Article 3DF7Q Hackers seem close to publicly unlocking the Nintendo Switch

Hackers seem close to publicly unlocking the Nintendo Switch

by
Kyle Orland
from Ars Technica - All content on (#3DF7Q)
switchglitch.jpg

Enlarge / At the 34C3 conference, hacker Derrek shows the soldered FPGA setup that helped him find the decryption key necessary to unlock the system's binaries. (credit: Chaos Computer Club / YouTube)

When it comes to video game consoles, it's only a matter of time before even the most locked-down system gets unlocked by hackers for homebrew coding (and, potentially, piracy). The goal for most console makers is to hold off that day for as long as possible, to maintain their total control over the console's software ecosystem as long as they can.

For Nintendo and the nearly year-old Switch, that control seems in imminent danger of slipping away.

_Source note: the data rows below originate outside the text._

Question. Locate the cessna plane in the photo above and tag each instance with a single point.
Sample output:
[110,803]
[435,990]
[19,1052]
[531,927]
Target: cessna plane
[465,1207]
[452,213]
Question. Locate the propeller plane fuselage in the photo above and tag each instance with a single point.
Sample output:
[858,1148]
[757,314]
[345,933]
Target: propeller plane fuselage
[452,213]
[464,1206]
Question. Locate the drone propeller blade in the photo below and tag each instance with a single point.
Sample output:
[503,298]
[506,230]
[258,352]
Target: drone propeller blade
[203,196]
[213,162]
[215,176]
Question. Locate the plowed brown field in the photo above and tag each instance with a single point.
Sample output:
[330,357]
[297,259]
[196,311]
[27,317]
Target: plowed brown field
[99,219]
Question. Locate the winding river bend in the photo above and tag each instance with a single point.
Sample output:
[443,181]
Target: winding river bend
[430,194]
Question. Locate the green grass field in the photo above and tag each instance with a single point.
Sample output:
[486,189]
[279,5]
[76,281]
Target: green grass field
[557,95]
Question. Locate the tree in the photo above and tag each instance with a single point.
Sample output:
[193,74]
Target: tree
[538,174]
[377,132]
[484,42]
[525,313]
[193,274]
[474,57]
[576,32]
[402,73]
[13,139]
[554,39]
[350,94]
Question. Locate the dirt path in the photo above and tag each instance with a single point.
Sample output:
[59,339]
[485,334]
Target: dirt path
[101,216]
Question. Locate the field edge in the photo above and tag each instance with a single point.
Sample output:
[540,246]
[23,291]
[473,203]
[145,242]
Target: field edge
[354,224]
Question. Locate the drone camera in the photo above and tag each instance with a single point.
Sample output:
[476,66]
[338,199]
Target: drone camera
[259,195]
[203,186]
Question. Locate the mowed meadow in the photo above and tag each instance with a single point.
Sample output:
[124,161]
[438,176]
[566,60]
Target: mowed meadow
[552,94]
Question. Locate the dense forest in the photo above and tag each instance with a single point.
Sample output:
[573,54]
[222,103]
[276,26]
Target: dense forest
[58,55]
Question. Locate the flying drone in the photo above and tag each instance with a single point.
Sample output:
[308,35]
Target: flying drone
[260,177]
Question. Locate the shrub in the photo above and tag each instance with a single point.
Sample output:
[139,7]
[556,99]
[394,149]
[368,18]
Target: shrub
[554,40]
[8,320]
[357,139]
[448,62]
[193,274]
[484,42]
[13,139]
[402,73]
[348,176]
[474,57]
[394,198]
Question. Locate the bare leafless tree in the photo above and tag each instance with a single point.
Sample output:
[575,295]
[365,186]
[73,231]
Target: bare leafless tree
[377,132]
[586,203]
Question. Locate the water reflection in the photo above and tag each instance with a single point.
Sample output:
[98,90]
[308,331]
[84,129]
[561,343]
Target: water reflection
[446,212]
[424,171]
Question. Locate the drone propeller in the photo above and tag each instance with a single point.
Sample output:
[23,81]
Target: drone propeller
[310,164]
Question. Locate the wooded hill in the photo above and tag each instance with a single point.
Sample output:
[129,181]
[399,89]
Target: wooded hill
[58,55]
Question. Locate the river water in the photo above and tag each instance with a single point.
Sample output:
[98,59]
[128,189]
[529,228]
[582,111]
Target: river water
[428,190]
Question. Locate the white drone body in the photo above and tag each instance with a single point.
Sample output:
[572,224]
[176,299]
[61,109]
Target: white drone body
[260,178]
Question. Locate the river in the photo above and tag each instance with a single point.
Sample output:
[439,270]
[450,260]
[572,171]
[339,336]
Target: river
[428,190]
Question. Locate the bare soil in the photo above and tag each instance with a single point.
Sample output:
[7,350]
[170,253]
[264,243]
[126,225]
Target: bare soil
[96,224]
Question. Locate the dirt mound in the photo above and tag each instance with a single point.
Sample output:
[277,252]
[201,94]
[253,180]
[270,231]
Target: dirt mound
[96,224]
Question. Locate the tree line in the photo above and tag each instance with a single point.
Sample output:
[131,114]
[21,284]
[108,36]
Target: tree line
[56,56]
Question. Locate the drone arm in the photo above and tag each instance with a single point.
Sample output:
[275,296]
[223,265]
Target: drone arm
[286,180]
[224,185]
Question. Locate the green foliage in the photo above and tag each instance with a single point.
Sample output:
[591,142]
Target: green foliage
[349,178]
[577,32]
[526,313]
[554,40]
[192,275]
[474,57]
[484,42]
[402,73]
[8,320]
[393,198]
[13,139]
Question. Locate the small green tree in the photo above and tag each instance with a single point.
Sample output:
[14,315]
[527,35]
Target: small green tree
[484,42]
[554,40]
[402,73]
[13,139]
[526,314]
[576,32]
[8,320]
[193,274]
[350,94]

Hackers have been finding partial vulnerabilities in early versions of the Switch firmware throughout 2017. Their discoveries include a Webkit flaw that allowed for basic "user level" access to some portions of the underlying system and a service-level initialization flaw that gave hackers slightly more control over the Switch OS. But the potential for running arbitrary homebrew code on the Switch really started looking promising late last month, with a talk at the 34th Chaos Communication Congress (34C3) in Leipzig Germany. In that talk, hackers Plutoo, Derrek, and Naehrwert outlined an intricate method for gaining kernel-level access and nearly full control of the Switch hardware.